Joe Lovano’s Folk Art
, his 22nd album on the Blue Note label, is an odd, sometimes jarring record—it took a few hearings before I found my bearings—but once the fragments snap into place, it’s a rousing pleaser, bursting with indigo moods, heart-skipped romance, and free-flow funk riffs. Lovano plays all kinds of reeds—tenor sax, straight alto sax, clarinet, and, on one song, the aulochrome, a Hungarian-built horn that’s a double soprano sax (attached to one reed), each side tuned to a different key, so that you blow melody and harmony simultaneously. He plays with a somewhat hardened tone, reminiscent of Sonny Rollins, but with a more soulful sensibility, stemming from his Midwestern roots (his father was a tenor blues saxophonist in Cleveland), though over the past couple decades, he’s played with, and gleaned ideas from, a wide variety of masters, including Hank Jones, Gunther Schuller, and Mel Lewis, to name a few.
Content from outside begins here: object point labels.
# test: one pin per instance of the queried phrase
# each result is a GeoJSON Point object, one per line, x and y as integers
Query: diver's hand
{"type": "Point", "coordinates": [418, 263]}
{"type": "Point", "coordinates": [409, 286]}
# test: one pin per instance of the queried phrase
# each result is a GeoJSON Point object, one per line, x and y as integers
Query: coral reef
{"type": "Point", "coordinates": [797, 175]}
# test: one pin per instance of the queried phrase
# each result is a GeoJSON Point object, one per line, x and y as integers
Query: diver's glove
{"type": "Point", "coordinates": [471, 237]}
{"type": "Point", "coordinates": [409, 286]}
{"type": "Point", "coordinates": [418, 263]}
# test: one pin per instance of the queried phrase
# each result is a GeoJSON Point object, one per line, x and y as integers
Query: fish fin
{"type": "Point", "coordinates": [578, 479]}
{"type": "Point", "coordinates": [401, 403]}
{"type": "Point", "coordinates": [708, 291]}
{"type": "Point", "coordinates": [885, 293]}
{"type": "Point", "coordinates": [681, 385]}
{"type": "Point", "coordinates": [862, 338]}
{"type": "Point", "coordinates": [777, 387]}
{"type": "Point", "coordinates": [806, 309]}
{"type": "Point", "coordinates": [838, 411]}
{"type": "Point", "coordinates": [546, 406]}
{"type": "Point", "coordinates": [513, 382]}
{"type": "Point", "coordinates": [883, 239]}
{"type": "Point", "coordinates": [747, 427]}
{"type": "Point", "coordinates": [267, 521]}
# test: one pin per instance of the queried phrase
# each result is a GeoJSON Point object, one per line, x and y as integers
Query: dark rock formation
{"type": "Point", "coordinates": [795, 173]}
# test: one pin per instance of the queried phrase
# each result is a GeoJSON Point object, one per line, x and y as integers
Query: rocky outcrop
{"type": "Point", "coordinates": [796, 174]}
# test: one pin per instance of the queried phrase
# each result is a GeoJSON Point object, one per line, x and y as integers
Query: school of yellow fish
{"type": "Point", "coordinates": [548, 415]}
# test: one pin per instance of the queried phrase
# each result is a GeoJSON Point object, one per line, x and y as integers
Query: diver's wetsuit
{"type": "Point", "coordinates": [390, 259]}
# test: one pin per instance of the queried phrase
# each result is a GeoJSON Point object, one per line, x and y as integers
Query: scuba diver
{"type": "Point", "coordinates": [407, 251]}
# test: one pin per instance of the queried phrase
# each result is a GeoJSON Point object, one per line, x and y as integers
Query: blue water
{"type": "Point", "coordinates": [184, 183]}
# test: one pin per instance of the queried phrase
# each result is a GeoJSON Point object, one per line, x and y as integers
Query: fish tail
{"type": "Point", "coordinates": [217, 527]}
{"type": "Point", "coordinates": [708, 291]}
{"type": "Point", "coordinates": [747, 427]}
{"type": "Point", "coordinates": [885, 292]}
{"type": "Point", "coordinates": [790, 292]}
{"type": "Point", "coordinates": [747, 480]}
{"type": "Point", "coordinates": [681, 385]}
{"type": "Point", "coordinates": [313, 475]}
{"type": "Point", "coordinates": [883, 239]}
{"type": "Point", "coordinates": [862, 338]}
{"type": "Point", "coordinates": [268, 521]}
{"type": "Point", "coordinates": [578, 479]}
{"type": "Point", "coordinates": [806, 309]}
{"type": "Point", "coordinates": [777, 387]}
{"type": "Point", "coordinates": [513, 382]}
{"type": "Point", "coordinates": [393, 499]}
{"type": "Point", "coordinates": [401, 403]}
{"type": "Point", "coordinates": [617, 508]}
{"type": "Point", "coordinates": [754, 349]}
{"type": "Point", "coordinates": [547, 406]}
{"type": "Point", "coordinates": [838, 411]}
His new band—called Us Five—consists of James Weidman, a spry young pianist who seems equally at home with lump-throat ballads and knotty mazes; Esperanza Spalding, a defter, grittier bassist here than on her own (more pop-ish) album; and Otis Brown and Francisco Mela on drums and percussion. The music, all of it composed by Lovano, has a deceptively casual feel—loose and tight, meandering and structured. Lots of small jazz bands aim for this brass-ring sensation; Us Five achieves it, and it’s head-swimming, if you give it your attention and dive in. The album was recorded, after a week of Village Vanguard gigs, at Sear Sound, the purist Manhattan studio, by James Farber, one of the top three or four jazz engineers, and, except for a bit of compression on the percussion, it sounds predictably terrific—vibrant, present, well-balanced, true to tone.